An den beiden Firmenstandorten Bad Sobernheim und Nußbaum werden mehr als 90 Prozent der Hevert-Arzneimittel selbst hergestellt.
Hevert

„Homöopathie braucht Aufklärung“, unterstreicht der mit 31 Jahren jüngere der beiden Brüder (Mathias Hevert ist 40). Deshalb investiert das Unternehmen viel Zeit und Geld, um Ärzte, Apotheker und Heilpraktiker bei Tagungen und Fortbildungen über die Naturheilkunde im Allgemeinen und die eigenen Mittel im Besonderen zu informieren, die schwerpunktmäßig in den Bereichen Psyche/Schlaf, Erkältung und Vitaminmangel wirken. Anders als in der klassischen Homöopathie werden die Mittel nicht so verdünnt, dass schließlich vom Wirkstoff nichts mehr drin ist, erläutert der Geschäftsführer.

 

 

Zumindest für einige Hevert-Mittel sei die Wirkung durch Studien nachgewiesen. Die Nachfrage ist da: „Manche Patienten kommen spätestens dann ins Grübeln, wenn sie bei der Schulmedizin die Beipackzettel lesen.“ 2006 wurde der alle zwei Jahre verliehene, mit 5000 Euro dotierte „Dr. Wolfgang Hevert-Preis“ ins Leben gerufen, um den Einsatz für wissenschaftliches Arbeiten auf dem Gebiet der ganzheitlichen Medizin zu fördern und um an das Wirken von Apotheker Dr. med. Wolfgang Hevert, den ehemaligen Geschäftsführer des Unternehmens, zu erinnern.

 

Bereits im Alter von 14 stand für Marcus Hevert fest, dass er in die Firma eintreten wird – allerdings nichts als Arzt oder Apotheker, sondern als Betriebswirt. „Ich bin ein waschechter Nußbaumer und fühle mich hier sehr wohl. Das ist Heimat“, sagt der 31-jährige Familienvater, der mit seiner Frau und den beiden kleinen Kindern in einem Haus direkt neben dem Firmengelände wohnt. Er und sein Bruder sind stolz darauf, dass Hevert ein kerngesundes, eigenständiges Familienunternehmen ist – und das soll auch so bleiben.

 

Von Kurt Knaudt

 

 

Tagesmutter kümmert sich um die Kinder von Mitarbeitern

Seit 2014 hat Hevert auf dem Firmengelände ein eigenes Kinderhaus, in dem Tagesmutter Miriam Kistner die Kinder von Mitarbeitern ganztägig betreut.

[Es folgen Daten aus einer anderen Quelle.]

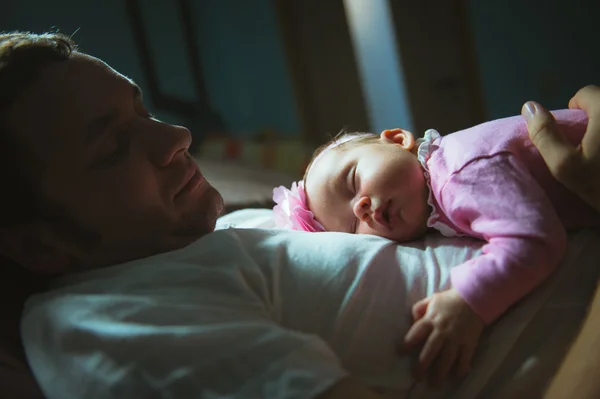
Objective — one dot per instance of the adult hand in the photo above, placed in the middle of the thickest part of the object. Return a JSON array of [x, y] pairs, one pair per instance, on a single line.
[[578, 168]]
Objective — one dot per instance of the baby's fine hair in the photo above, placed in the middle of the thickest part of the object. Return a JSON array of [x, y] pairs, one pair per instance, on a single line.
[[366, 138]]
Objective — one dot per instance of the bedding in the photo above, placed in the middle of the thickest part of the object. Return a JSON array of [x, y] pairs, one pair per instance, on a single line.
[[519, 354]]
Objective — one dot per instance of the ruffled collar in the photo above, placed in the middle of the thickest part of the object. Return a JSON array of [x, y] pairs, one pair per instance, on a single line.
[[426, 146]]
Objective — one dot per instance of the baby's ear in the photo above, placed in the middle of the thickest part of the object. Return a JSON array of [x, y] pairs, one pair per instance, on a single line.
[[403, 138]]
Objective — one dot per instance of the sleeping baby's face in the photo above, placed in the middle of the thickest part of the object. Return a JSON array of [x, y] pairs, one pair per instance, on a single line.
[[371, 188]]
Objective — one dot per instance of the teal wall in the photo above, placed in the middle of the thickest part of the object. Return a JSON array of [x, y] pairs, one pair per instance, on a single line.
[[535, 50], [242, 53]]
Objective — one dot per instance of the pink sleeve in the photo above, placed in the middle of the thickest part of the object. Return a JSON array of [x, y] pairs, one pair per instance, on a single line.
[[497, 200]]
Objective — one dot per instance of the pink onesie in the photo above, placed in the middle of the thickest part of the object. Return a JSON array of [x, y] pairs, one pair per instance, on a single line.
[[489, 182]]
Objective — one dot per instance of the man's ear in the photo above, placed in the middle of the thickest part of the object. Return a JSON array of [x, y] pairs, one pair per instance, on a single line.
[[28, 249], [402, 137]]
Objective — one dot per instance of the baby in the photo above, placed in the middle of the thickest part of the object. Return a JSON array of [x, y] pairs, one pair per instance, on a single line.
[[487, 182]]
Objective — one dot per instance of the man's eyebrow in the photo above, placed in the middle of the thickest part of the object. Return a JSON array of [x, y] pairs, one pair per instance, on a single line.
[[99, 125]]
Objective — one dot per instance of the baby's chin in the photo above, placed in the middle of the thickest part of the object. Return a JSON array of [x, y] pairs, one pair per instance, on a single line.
[[415, 233]]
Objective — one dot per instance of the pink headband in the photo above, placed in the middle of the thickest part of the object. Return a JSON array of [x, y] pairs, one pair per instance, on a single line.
[[291, 211]]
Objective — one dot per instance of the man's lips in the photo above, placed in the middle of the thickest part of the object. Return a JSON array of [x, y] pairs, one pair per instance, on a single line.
[[192, 178]]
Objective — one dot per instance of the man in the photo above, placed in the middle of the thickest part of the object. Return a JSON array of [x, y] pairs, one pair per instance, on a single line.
[[92, 181], [579, 170]]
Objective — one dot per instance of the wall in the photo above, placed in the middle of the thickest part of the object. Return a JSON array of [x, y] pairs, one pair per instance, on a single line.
[[243, 58], [535, 50]]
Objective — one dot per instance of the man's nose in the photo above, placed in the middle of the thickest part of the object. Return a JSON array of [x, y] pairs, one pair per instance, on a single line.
[[166, 141]]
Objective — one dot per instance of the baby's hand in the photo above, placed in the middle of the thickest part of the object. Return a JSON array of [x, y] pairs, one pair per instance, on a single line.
[[450, 329]]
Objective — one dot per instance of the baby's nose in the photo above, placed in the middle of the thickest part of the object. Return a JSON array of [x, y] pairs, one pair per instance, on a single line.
[[362, 208]]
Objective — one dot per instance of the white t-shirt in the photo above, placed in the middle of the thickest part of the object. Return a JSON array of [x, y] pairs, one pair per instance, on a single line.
[[238, 314]]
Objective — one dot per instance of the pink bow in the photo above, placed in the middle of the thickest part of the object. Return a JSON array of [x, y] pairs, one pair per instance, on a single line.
[[291, 211]]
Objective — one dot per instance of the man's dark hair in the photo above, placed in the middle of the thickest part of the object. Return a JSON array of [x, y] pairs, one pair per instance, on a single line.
[[22, 56]]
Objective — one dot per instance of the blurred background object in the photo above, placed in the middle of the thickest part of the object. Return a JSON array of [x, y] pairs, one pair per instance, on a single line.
[[263, 82]]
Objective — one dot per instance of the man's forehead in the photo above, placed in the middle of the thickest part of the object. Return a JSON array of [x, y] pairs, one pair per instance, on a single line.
[[65, 96]]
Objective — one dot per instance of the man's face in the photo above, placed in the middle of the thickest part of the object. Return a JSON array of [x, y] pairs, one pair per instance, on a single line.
[[118, 175]]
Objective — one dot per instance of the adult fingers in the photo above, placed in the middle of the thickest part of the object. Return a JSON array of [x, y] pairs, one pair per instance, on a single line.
[[557, 152], [588, 99]]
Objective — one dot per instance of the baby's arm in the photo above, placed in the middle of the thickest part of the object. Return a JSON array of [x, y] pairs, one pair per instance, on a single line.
[[495, 199]]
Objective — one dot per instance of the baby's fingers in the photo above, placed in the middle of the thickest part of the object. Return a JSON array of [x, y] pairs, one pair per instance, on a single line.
[[463, 364], [420, 308], [428, 354], [418, 333]]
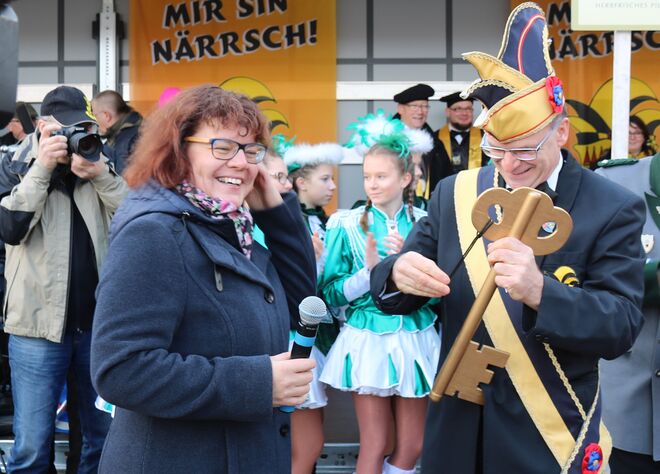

Ganz aus Holz ist das 2014 erbaute Kinderhaus auf dem Firmengelände von Hevert. Foto: Gregor Schuster

Ein großer Garten mit Sandkasten und Spielturm sowie regelmäßige Spaziergänge zum Streichelzoo um die Ecke sorgen für Abwechslung im Freien.

„Wir sind stolz, berufstätige Eltern und Großeltern bei der Unterbringung und Versorgung der Kinder unterstützen zu können und den Kleinen ein tolles Spielparadies zu bieten“, erklärt Geschäftsführer Mathias Hevert.

Zudem bietet das Unternehmen spezielle Ferienprogramme an.